Most analysts couldn’t point to a particular reason for Tuesday’s downward movement, but some suggested there is growing uneasiness about liquidity at the company. Fitch Inc. downgraded the company’s credit ratings Monday to BBB-, a notch above junk bond status and left the company on ratings watch with negative implications.

The ratings agency suggested the Houston energy firm line up more sources of credit but didn’t say it had to be done immediately. “We won’t get them off that list until management makes some definitive action to improve investor confidence. But we are not aware of any liquidity crisis yet,” said Ralph Pellecchia, analyst with Fitch.

“Everybody is watching Enron events,” said Jon Cartwright, fixed income analyst with Raymond James & Associates. “They are certainly worried about credit even though there is no evidence yet there is a problem.”

The company’s shares traded as high as $84 within the last year. But investors began selling off one of the darlings of Wall Street after the company reported a third quarter loss and billion dollar write-downs on assets and equity caused by complicated off balance sheet investments and commitments that went sour. Analyst complain the company hasn’t satisfactorily explained the off balance sheet financial trusts and partnerships that involved some company executives. The US Securities and Exchange Commission is investigating the transactions. Enron has said it is cooperating and maintained the company has done nothing wrong.

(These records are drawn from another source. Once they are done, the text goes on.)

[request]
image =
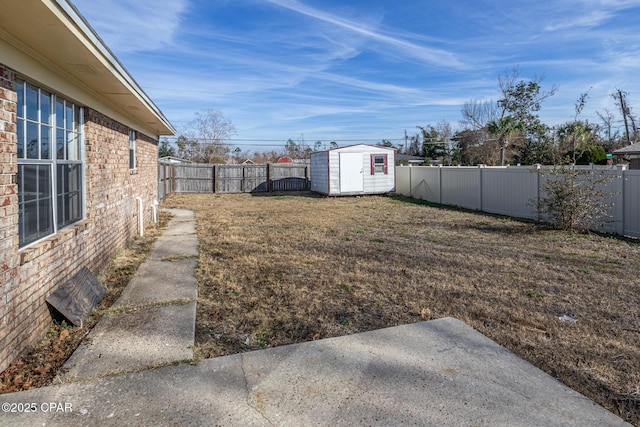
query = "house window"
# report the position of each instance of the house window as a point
(132, 149)
(379, 164)
(50, 177)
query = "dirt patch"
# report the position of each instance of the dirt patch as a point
(39, 366)
(285, 269)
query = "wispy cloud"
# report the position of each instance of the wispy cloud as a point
(426, 54)
(135, 26)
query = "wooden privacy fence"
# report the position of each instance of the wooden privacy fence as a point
(512, 191)
(209, 178)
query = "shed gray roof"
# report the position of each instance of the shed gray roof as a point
(629, 149)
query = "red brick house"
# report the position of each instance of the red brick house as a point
(78, 160)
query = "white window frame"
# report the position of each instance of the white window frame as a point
(65, 138)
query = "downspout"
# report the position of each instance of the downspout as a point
(140, 216)
(154, 206)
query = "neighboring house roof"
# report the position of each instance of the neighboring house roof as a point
(410, 159)
(363, 145)
(629, 149)
(66, 54)
(171, 159)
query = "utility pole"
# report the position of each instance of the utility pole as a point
(405, 141)
(623, 107)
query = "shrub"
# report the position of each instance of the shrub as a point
(574, 199)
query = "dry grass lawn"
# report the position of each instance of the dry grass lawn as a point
(283, 269)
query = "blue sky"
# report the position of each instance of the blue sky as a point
(365, 71)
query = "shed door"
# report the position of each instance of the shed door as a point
(351, 173)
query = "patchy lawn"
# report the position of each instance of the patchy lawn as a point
(276, 270)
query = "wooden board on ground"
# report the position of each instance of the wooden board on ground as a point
(76, 298)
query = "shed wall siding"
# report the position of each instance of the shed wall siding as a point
(320, 172)
(373, 184)
(111, 219)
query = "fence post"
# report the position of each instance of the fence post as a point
(480, 185)
(440, 184)
(410, 182)
(173, 178)
(619, 203)
(538, 172)
(216, 178)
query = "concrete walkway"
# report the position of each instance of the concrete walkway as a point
(153, 322)
(440, 372)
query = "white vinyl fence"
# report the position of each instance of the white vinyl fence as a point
(514, 191)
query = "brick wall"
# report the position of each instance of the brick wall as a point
(31, 274)
(9, 260)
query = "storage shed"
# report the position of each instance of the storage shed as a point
(352, 170)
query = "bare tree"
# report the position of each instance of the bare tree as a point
(210, 128)
(476, 114)
(611, 134)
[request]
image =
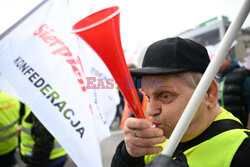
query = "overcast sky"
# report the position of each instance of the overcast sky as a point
(141, 20)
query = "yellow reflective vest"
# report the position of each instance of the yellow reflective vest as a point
(215, 152)
(9, 115)
(27, 141)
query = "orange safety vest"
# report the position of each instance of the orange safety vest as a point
(126, 113)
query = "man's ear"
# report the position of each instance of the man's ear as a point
(211, 98)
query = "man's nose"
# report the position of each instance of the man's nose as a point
(154, 108)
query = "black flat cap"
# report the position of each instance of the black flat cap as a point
(173, 55)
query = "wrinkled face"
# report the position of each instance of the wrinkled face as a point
(167, 103)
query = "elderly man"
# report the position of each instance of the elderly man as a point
(171, 70)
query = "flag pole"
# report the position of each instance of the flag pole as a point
(11, 28)
(206, 80)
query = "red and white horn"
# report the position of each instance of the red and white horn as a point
(101, 31)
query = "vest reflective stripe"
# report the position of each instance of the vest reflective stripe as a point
(27, 141)
(9, 126)
(7, 137)
(217, 151)
(26, 130)
(9, 114)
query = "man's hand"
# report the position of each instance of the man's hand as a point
(140, 137)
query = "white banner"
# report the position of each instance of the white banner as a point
(41, 59)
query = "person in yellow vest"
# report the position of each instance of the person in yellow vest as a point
(171, 70)
(38, 148)
(9, 116)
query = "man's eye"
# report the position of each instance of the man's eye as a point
(165, 96)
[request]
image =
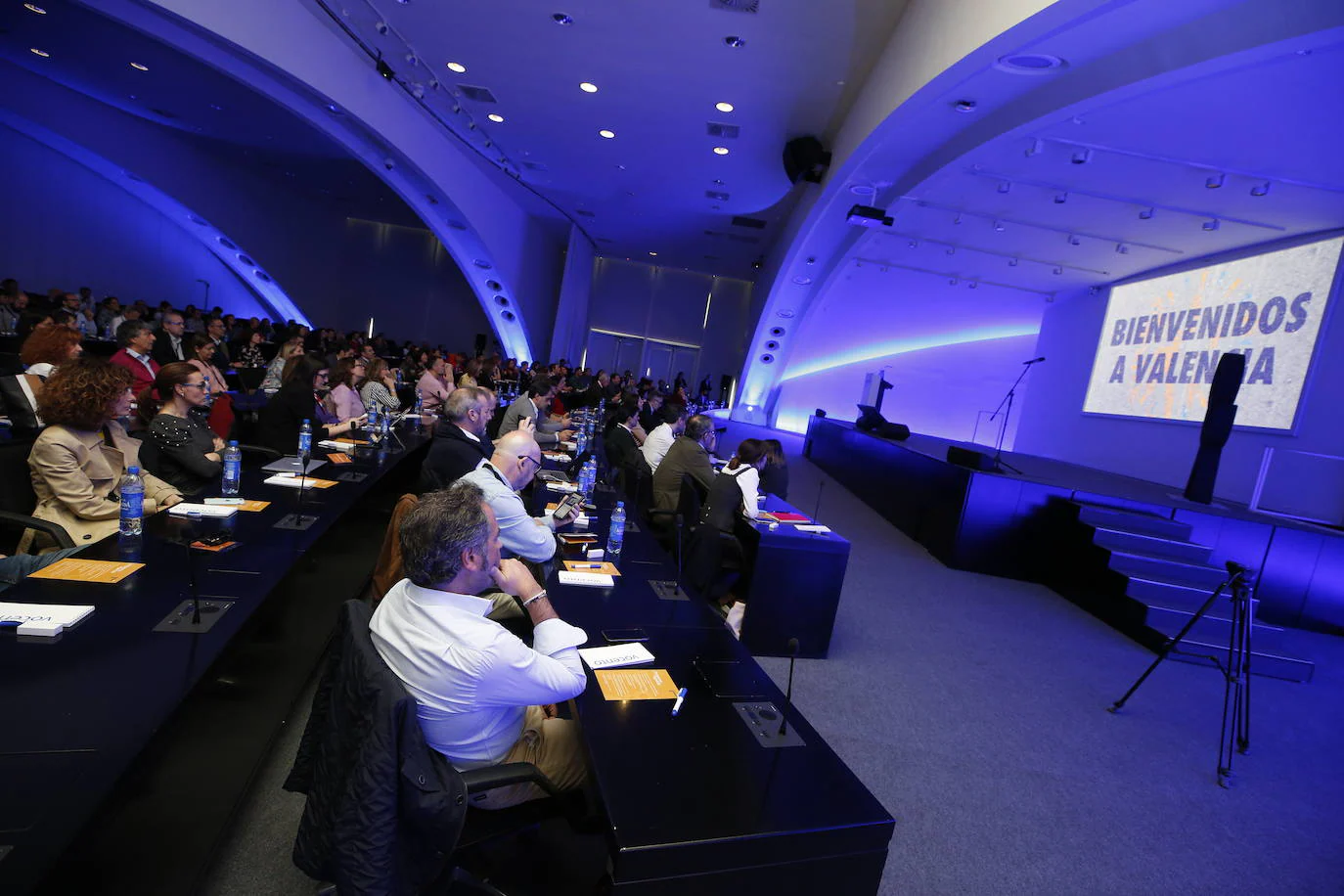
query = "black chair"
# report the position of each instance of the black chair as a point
(386, 813)
(18, 500)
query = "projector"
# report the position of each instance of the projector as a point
(869, 216)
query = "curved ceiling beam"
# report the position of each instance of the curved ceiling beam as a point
(466, 205)
(261, 284)
(1122, 47)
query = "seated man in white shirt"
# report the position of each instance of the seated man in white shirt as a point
(482, 696)
(515, 461)
(660, 439)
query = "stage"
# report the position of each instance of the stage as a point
(1132, 551)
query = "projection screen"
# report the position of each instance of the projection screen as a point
(1161, 337)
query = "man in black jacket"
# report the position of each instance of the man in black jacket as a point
(460, 439)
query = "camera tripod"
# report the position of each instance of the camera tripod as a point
(1235, 668)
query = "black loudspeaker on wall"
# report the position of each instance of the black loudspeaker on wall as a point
(804, 158)
(1218, 427)
(969, 458)
(872, 421)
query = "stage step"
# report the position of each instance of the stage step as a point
(1152, 546)
(1195, 575)
(1109, 517)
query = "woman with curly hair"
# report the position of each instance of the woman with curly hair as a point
(78, 461)
(49, 348)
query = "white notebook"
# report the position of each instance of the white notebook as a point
(615, 654)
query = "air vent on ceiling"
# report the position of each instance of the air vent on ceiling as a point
(736, 6)
(477, 94)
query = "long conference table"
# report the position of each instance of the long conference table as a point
(125, 752)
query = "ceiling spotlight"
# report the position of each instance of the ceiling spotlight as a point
(867, 216)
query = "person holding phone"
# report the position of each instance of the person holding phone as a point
(515, 461)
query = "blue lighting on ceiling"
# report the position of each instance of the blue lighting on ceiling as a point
(906, 345)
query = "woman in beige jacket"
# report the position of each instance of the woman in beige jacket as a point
(78, 461)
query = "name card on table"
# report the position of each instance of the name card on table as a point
(77, 569)
(636, 684)
(615, 654)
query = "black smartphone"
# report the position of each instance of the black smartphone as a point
(624, 636)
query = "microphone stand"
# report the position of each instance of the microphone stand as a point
(1006, 406)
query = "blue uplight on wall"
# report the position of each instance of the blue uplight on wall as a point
(902, 347)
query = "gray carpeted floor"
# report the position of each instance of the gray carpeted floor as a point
(974, 709)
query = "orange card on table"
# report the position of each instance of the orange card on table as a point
(77, 569)
(592, 565)
(636, 684)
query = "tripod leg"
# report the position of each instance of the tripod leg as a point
(1168, 648)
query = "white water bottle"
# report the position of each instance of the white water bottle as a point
(615, 538)
(132, 501)
(233, 469)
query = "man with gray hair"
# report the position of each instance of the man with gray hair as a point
(136, 338)
(482, 696)
(460, 439)
(511, 467)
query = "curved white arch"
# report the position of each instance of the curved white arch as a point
(268, 291)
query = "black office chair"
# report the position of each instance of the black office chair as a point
(384, 812)
(18, 499)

“Nobody wants to say they are in a liquidity squeeze,” said Olson. “But they are looking for more money right now.”

Cartwright said Enron bonds may be cheap, but the prices don’t hurt the company’s ability to repay them. He cited the company’s retail energy services group and trading group, which accounts for about 25% of the market, as strong points.

If Enron should develop liquidity problems, it could affect other energy companies because of its dominant market position. Other companies could be exposed Enron’s problems through their trading desks. Many big trading companies have said they haven’t noticed any changes in the market.